6.-En el segundo de los motivos del recurso, la recurrente invoca el efecto relativo de los contratos, en el sentido de no haber intervenido en el de autos, lo que supone que, de acuerdo con los arts. 1254 y 1257 del Código Civil , no le afecta. Esta cuestión ha sido ya resuelta en numerosas resoluciones de esta Sección, recordando que el hecho de haber demandado a Pradul SL en este procedimiento se debe al hecho de que aparece en el contrato firmado con los actores. Su posición consiste en invocar la sentencia de la sección segunda de esta sección, que otorga preferencia al pacto entre constructor y promotor aportado de documento nº 5, frente al contrato de ejecución de obra de documento nº 6, ambos de contestación. El motivo, en consecuencia, debe ser desestimado.
7.-Venimos manifestando, en las Ss. de 2 de diciembre de 2014, Rollo 293/2013 , y 11 de junio de 2014, Rollo de Sala 308/2013 , que Pradul viene aduciendo en todos estos pleitos similares que la vivienda adquirida, en los acuerdos que llegó con la constructora, es de su propiedad, y el actor no tenía capacidad para vender la finca adquirida por la actora porque no consta poder al efecto: el documento en que pudiera haberse fundado la constructora para llevar a cabo la venta, alega, ha sido declarado nulo por sentencia de la Sección Segunda de esta Audiencia, pronunciamiento ya firme desde el planteamiento del litigio por inadmisión de recurso de casación.

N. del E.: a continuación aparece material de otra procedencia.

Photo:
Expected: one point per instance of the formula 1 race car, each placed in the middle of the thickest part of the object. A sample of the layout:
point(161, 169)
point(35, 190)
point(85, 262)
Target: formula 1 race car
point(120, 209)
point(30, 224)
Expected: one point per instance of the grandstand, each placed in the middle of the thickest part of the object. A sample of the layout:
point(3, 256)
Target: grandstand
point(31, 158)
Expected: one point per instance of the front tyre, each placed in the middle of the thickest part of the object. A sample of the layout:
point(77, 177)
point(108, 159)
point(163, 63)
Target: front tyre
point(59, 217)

8.-Según el art. 1259, 'ninguno puede contratar a nombre de otro sin estar por éste autorizado o sin que tenga por la ley su representación legal. El contrato celebrado a nombre de otro por quien no tenga su autorización o representación legal será nulo, a no ser que lo ratifique la persona a cuyo nombre se otorgue antes de ser revocado por la otra parte contratante'. El art. 1717 Cc expresa los efectos del mandato no representativo, a cuyo tenor, cuando el mandatario obra en su propio nombre, el mandante no tiene acción contra las personas con quienes el mandatario ha contratado, ni éstas tampoco contra el mandante. En este caso el mandatario es el obligado directamente en favor de la persona con quien ha contratado, como si el asunto fuera personal suyo. Exceptúase el caso en que se trate de cosas propias del mandante. Lo dispuesto en este artículo se entiende sin perjuicio de las acciones entre mandante y mandatario. En punto al mandato representativo, el mandatario que obre en concepto de tal no es responsable personalmente a la parte con quien contrata sino cuando se obliga a ello expresamente o traspasa los límites del mandato sin darle conocimiento suficiente de sus poderes ( art. 1725 Cc ).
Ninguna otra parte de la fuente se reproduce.